# Letters of Recommendation



## dixie_flatline (Jul 1, 2011)

Tried doing a search and didn't see much.  Looking at starting my ALS program either this fall or winter, and I need letters of recommendation. Thankfully, I have more than enough colleagues/superiors/instructors willing to vouch for me - the problem is that 90% of them say "I'd love to - why don't you write something up and I'll look it over and sign it?".  (Incidentally, I got the same responses from a completely different set of colleagues when I was looking into grad school, too)
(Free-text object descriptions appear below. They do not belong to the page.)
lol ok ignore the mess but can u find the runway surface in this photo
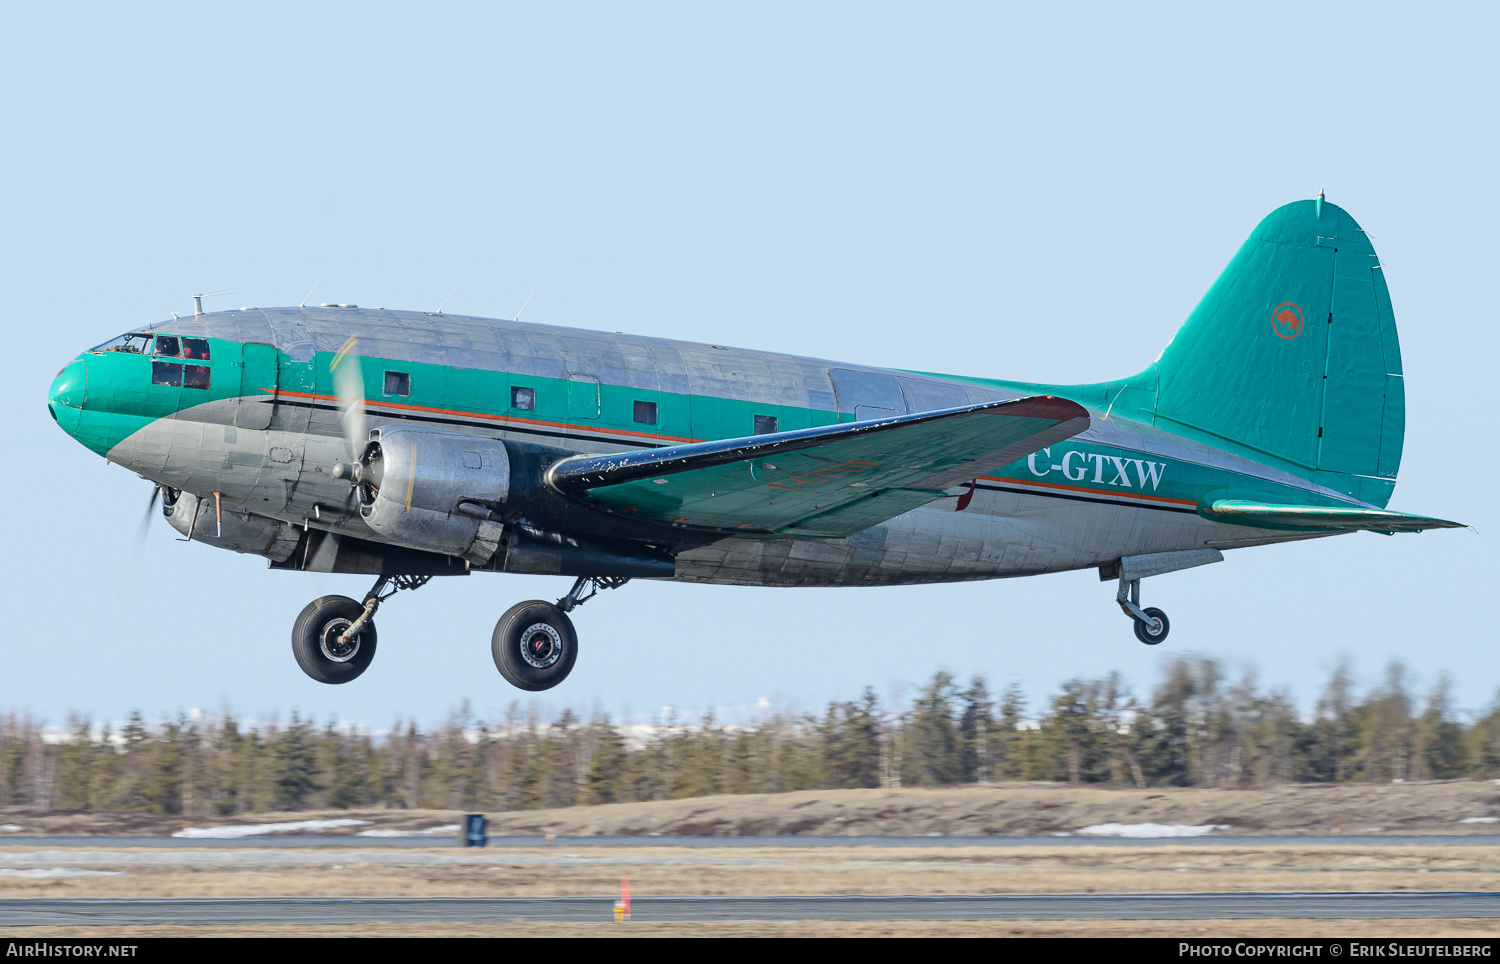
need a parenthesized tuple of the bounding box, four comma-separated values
(3, 893, 1499, 924)
(6, 834, 1500, 849)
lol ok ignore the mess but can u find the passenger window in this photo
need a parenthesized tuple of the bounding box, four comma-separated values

Anyone here involved in education have any pointers on what makes a solid Recommendation Letter?  I realize that there's no need for me to agonize over this - the paramedic program at this school is actually in danger of being canceled this term due to lack of interest - but I am incapable of just phoning it in.  Even if I don't need them to get admission, I need to have decent letters for my own vindication.

Thanks!


----------



## bigbaldguy (Jul 1, 2011)

dixie_flatline said:


> Tried doing a search and didn't see much.  Looking at starting my ALS program either this fall or winter, and I need letters of recommendation. Thankfully, I have more than enough colleagues/superiors/instructors willing to vouch for me - the problem is that 90% of them say "I'd love to - why don't you write something up and I'll look it over and sign it?".  (Incidentally, I got the same responses from a completely different set of colleagues when I was looking into grad school, too)
> 
> Anyone here involved in education have any pointers on what makes a solid Recommendation Letter?  I realize that there's no need for me to agonize over this - the paramedic program at this school is actually in danger of being canceled this term due to lack of interest - but I am incapable of just phoning it in.  Even if I don't need them to get admission, I need to have decent letters for my own vindication.
> 
> Thanks!



Wow that would be hard to do. Basically you have to brag about yourself then give it to someone else to sign off on. Check out google docs. There might some on there you can use as an example.


----------